What is androgen receptor?

Androgen receptor (AR) is a nuclear hormone receptor. The AR is part of a normal cellular pathway in which androgen (a hormone) binds to the AR, leading to its movement to the cell’s nucleus and interaction with other signaling proteins.

How does AR relate to prostate cancer?

Signaling via the AR has been implicated in prostate cancer. AR can remain a principal driver of castration-resistant prostate cancer during its transition from localized to metastatic disease. Changes to AR in prostate cancer can take multiple forms: AR gene amplification occurs in 40% to 60% of patients, amplification of a transcription regulatory region upstream of the AR gene occurs in 70% to 87% of patients, and AR point mutations occur in approximately 15% of patients.
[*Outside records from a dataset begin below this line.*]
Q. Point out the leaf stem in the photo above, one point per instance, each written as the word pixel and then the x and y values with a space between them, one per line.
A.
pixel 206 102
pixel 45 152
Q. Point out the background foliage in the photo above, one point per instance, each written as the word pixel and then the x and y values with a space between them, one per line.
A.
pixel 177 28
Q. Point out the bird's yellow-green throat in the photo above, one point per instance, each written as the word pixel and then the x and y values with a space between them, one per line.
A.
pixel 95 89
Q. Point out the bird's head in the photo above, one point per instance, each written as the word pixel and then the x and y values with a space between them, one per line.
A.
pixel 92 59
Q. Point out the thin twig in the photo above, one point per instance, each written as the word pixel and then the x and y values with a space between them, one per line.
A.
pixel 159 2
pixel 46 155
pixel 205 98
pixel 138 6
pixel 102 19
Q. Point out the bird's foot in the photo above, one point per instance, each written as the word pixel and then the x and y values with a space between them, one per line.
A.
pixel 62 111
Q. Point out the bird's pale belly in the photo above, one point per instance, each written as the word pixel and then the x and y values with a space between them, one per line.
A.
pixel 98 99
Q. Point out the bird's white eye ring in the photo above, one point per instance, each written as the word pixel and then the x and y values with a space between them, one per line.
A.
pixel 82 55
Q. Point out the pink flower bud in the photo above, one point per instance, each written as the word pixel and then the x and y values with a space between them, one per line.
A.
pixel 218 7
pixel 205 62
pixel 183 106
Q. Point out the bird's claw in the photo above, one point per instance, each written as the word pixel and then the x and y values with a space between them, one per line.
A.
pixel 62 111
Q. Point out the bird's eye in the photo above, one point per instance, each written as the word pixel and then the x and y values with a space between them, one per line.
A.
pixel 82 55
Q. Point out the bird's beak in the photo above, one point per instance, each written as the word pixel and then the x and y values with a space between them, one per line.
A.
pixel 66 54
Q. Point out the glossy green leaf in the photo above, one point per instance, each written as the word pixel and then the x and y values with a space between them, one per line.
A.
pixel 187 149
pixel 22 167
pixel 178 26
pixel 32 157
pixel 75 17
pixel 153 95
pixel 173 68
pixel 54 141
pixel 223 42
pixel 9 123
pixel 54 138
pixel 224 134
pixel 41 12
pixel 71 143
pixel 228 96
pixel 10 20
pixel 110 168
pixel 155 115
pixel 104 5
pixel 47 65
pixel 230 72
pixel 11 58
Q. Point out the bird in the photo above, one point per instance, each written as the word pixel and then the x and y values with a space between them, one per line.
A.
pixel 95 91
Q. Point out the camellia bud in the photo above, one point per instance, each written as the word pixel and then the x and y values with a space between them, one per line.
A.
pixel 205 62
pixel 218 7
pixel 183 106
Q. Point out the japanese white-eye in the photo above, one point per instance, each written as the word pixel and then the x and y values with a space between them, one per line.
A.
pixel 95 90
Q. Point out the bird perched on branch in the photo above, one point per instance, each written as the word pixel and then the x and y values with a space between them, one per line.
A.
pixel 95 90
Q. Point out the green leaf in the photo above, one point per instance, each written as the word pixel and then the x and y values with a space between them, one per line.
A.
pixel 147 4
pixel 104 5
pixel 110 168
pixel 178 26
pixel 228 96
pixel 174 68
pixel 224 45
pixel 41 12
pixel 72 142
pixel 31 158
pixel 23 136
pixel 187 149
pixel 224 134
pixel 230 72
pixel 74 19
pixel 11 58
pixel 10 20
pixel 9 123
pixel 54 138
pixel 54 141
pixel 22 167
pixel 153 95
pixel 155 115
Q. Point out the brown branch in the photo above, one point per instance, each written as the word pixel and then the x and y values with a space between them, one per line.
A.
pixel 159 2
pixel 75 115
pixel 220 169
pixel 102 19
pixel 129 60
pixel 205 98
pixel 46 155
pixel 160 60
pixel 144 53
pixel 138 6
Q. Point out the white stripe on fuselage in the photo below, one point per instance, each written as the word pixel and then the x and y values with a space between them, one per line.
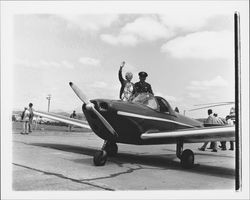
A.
pixel 150 117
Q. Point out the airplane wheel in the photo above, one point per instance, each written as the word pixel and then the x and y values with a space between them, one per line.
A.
pixel 187 159
pixel 100 158
pixel 111 149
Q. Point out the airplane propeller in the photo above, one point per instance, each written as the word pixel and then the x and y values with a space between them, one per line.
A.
pixel 91 106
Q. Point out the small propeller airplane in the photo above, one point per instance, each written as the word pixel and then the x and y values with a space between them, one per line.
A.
pixel 146 120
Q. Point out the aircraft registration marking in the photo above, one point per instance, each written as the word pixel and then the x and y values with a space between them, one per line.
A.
pixel 150 117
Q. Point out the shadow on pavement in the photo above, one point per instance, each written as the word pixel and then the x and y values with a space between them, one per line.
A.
pixel 166 162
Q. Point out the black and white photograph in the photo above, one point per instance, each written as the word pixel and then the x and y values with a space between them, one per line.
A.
pixel 125 100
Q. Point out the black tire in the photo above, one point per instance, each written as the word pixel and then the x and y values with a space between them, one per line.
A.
pixel 111 149
pixel 100 158
pixel 187 159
Why is AR an important target?

In the United States, prostate cancer is the most prevalent cancer in men and the second leading cause of cancer death in men. 1 in 8 men will be diagnosed with prostate cancer during his lifetime, and the average age of diagnosis is 66. There remains meaningful unmet medical need in the treatment paradigm of mCRPC, including a significant underserved set of patients who are or become resistant to current therapies. AR degradation has been a long-term therapeutic focus for Arvinas due to the well-documented biology of AR signaling as a principal driver of this cancer.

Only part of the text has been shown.